I firmly believe that there’s a perfect drink for just about any occasion. The first warm day of spring? That right there calls for a crisp rosé. A chilly evening spent cuddling on the couch sounds like a great time to reach for the whiskey and whip up a hot toddy. And a sweltering summer night calls for a tart margarita, in my opinion. The one thing I never find myself reaching for, however, is beer. Whether hoppy or wheat-forward, I typically find myself experiencing an immediate discomfort from the frothy drink. Despite its low price point and reliability, whenever I’m presented with the choice between wine, beer, or something harder, I’ll almost never choose a beer. Between the bloating and the burping, I just never think of drinking beer as “worth it.”
I’ve never before had an issue with wheat products (though I’ve a bevy of other food allergies), but I started wondering—could gluten be my enemy when it comes to beer? I decided to investigate. The influx of gluten-free products over the years has been a windfall for those who’ve suffered from Celiac disease, dermatitis herpetiformis, and other gluten-sensitivity disorders. But as a.) I do not suffer from any of these issues and b.) my love of bread rivals only Oprah’s, I’ve never had to go out of my way to try many of these GF products. The few I have actually tried—from gluten-free puff pastry to pizza—have always varied in terms of taste and texture from their glutinous counterparts. I was concerned this might be the case with gluten-free beer.
Enter: Omission Brewing Company. The beers from this company are different than your typical gluten-free products that are crafted from alternative grains. It is made much in the same way as traditional beer, but goes through a proprietary brewing program using the R5 Competitive ELISA gluten test, a trusted test amongst those suffering from Celiac. The beer is then tested by two independent labs (and internally at the brewery) to ensure that gluten levels in every batch are reduced to well below the Codex standard of 20 parts per million (ppm) or less. Translation: these beers are ideal for anyone looking to avoid or cut back on their gluten consumption.
Joe Casey, the “Brewmaster” of Omission Brewing, had worked for years with The Widmer Brothers Brewing, a craft beer brewery in Portland, Oregon.

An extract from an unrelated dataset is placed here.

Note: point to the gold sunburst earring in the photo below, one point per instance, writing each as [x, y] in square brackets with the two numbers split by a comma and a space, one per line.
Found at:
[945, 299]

When his wife was diagnosed with Celiac disease in the early 2000s, he set out to “brew a craft beer that my wife and I could enjoy.” The company makes an “Ultimate Light,”an IPA, a Pale Ale, and a Lager.

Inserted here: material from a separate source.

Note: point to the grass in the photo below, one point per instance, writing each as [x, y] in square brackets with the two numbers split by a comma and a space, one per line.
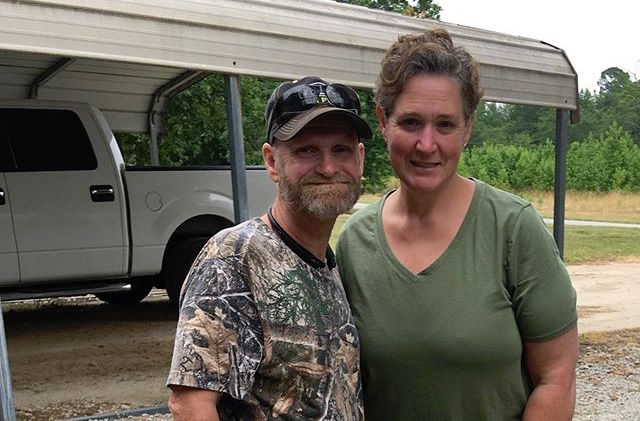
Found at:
[583, 244]
[610, 207]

I tried the Omission Lager, an award-winning beer that I happily didn’t find lacking in the taste department. What’s more, it was easy drinking. I definitely noticed less of that full feeling I usually get from one swig of beer. Whether that was from the gluten-free nature or something else is up for debate, but I was happy to drink this beer—a new experience for me. At 4.6% ABV, I got a decent buzz on. Omission refers to this beer as “approachable” and I’d certainly agree with that—even my beer-snob of a boyfriend thought the beer tasted great.
It’s important to note that this beer is fermented from barley, a grain containing gluten, and while it’s crafted to remove the protein, the gluten content of this beer cannot be verified, so if you do suffer from Celiac that is something to consider. The company has a really neat testing system, though, where you can check each batch’s gluten peptide content. But if you’re less concerned about wreaking havoc on your immune system and, like me, are simply looking for a little more brew and a little less belching, I say try this beer.